“A broadcast architecture for distributed text
tools”
Steven
J.
DeRose
Computer Center University of Illinois at
Chicago
C.
M.
Spergberg-McQueen
Computer Center University of Illinois at
Chicago
cmsmcq@acm.org
Adequate textual analysis software is difficult to create. Scholarly users
have special requirements seldom met by commercial packages, e.g. lexical,
syntactic, and statistical analysis; special layouts for interlinear texts;
synchronized scrolling of multiple translations or editions; and flexible
tools for searching and for organizing search results and making latent
patterns visible. Disparity in document formats and levels of tagging and
meta-information long made it difficult to share text software. And the cost
of software development frequently exceeds the resources available for
humanities computing infrastructure.
Thanks to SGML, XML, the TEI, and even HTML, we are now closer to having a
uniform way to exchange information about documents and their structures.

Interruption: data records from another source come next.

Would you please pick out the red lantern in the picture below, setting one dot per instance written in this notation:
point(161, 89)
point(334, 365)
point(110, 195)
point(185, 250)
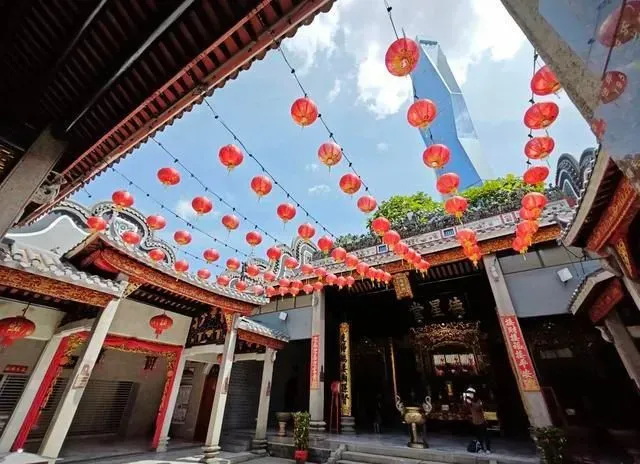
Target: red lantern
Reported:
point(367, 203)
point(350, 183)
point(160, 323)
point(182, 237)
point(535, 175)
point(122, 199)
point(448, 183)
point(252, 271)
point(391, 239)
point(613, 85)
point(330, 154)
point(436, 155)
point(306, 231)
point(456, 206)
point(286, 212)
point(274, 253)
point(380, 225)
point(230, 156)
point(621, 26)
point(539, 147)
point(15, 328)
point(233, 264)
point(261, 185)
point(96, 224)
point(339, 254)
point(230, 221)
point(325, 244)
point(181, 266)
point(351, 260)
point(201, 205)
point(541, 115)
point(156, 254)
point(210, 255)
point(253, 238)
point(545, 82)
point(168, 176)
point(290, 262)
point(204, 274)
point(402, 57)
point(304, 111)
point(130, 237)
point(421, 113)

And thanks to other existing and emergent standards, it is now possible to
specify a simple architecture that can help organize a modular system, into
which a variety of analysis, display, and other tools can be plugged. This
would allow independent development, maintenance, and use of far more tools
than could ever be handled with a monolithic approach.
A simple scenario
Consider a user viewing a large collection of texts; perhaps all the literary works of a single author or period, using several tools:- a fully-formatted view;
- a word list, from which searches may be issued;
- a Key Word in Context (KWIC) view;
- an interlinear view with grammatical, thematic, or other information displayed in association with text portions.
- 1. Almost all scholarly analysis tools can be construed as "views" of an underlying corpus.
- 2. Little communication is required between the views. Each must have efficient access to the underlying data, but individual views only need communicate terse information (e.g. the new focal word-type) to others when they change state.
- 3. When one view changes state, other views can respond by changing their own state; the first view need not control the others. This allows the user to have some KWIC or text views which respond to new selections in the wordlist, and others which are unaffected. Thus, our architecture decentralizes inter-view control: any view can respond to others, but no view is controlled by another.
- 4. A view's response to events elsewhere may be simple (e.g. scroll) or arbitrarily complex (e.g. recalculate a statistical description of the text).